The front door stood propped open with strangers milling about on the porch. Josie charged up the steps while Miranda followed numbly.
The people at the door tried to stop them, and Josie went on the offensive, allowing Miranda a chance to shove past. Right away, she found Samuel in the library with some of the other children, and he rushed over, shaking as he clung to her.
“Mom, it was so bad.”
Miranda held her boy, taking in the others. Selah sat on the couch, holding Jamison in his lap. CeCe was on the floor at his feet, her arms wrapped around his legs, sucking her thumb. On the smaller settee was Evie, her face blank and eyes empty. Splashes of reddish-brown covered parts of her skin and clothes, caking as it dried. Toby lay against her, resting his head on her shoulder.
“Mrs. Fairweather?” The man speaking stood off to the side. “My name is Detective Mathis. Can I see you in the hall?”
Miranda laid a kiss on top of Samuel’s head, letting him go. “Where is Simone?”
“Mama went to get help,” Selah spoke up. His big brown eyes, identical to her son’s, filled with tears. “But she didn’t come back.”
“We’re currently searching the grounds for the Howard family,” Mathis stated. “Please, can you come into the hall?”
A sickening dread crawled through Miranda, locking her in place. “What’s happened?”
CeCe burst into tears at the question, and Selah laid a hand on her head while trying to maintain his hold on Jamison, who was crawling over him to get to CeCe.
Evie bent forward, doubling over, but Samuel caught her before she hit the floor, wedging himself between her and Toby.
Mathis stepped out of the room, leaving Miranda no choice but to follow.
Josie was waiting, gazing up at the estate mural Laura Jean had gifted to Simone earlier in the summer. Pale and trembling, she drew Miranda into her arms, not caring who was watching. “We’re strong and will get through this. I love you.”

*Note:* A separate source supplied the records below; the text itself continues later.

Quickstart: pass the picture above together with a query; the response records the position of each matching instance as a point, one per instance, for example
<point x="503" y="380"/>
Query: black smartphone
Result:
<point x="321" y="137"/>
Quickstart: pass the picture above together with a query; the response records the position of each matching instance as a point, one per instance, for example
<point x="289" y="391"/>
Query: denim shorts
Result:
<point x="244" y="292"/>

Miranda nodded and faced the detectives gathering around them. Tears blurred her vision, like the rain on the windshield when they arrived, as she listened while they told her things her mind couldn’t accept.

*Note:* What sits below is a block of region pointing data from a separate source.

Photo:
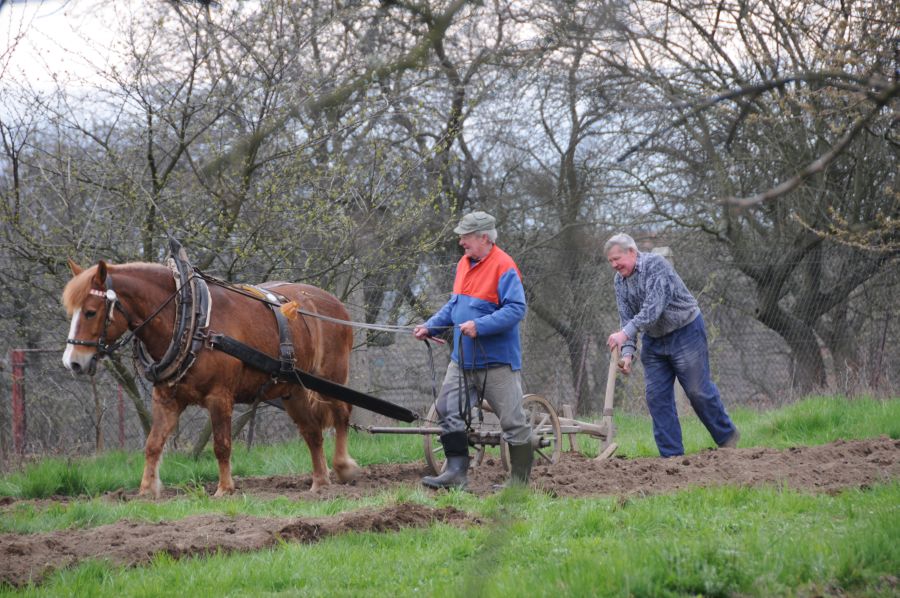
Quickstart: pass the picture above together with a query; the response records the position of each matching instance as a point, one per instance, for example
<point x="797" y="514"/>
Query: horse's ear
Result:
<point x="75" y="268"/>
<point x="100" y="277"/>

Impossible things that would never happen in a place like Haven House.
“Do you know why Ms. Miller would have done this?”
Because they had failed her. They had all become too absorbed in their own happily ever afters to recognize how far Rebecca had fallen from hers.
Miranda attempted to explain, to connect the distorted dots for the detective. Mathis listened, seemingly sympathetic, while the other detectives and officers remained impassive, their curious gazes dropping to her hand in Josie’s every so often.
“Sometimes, I think you need a road map when dealing with us,” Miranda mumbled when finished. “We’re an odd family.”
“I know this is overwhelming, and a lot to take in, but I’m afraid I’m going to have to ask for some assistance with your ex-husband,” Mathis told her. “We can’t get him to leave the body.”
Miranda surrendered Josie’s grip and went with the detectives to the ballroom. More strangers lined the walls, with the hallway stretching outward before her, like a carnival funhouse where a person’s perception of reality no longer functioned as it should.
At the ballroom door, an officer standing guard blocked her path. “He won’t let anyone in.”
Over the officer’s shoulder, Miranda could see Ben on the ballroom floor, kneeling next to a white heap of sheets. He rocked heavily, holding a slender hand in his lap.
Miranda sagged on the door frame, breaking at the sight.
“We need to do our job, and it’ll be time for us to take her soon,” Mathis explained softly. “But he’s been combative whenever we come near.”
Ben’s head turned to the side, his lips moving.
“Is he talking to himself?” Miranda asked.
“He is,” Mathis confirmed. “But it’s a vast improvement from the screaming.”
There would be no coming back from this for Ben. He might as well lay down next to Laura Jean and let the police throw a sheet over him, too.
Mathis cleared the hall for privacy. “Whenever you’re ready, Mrs. Fairweather.”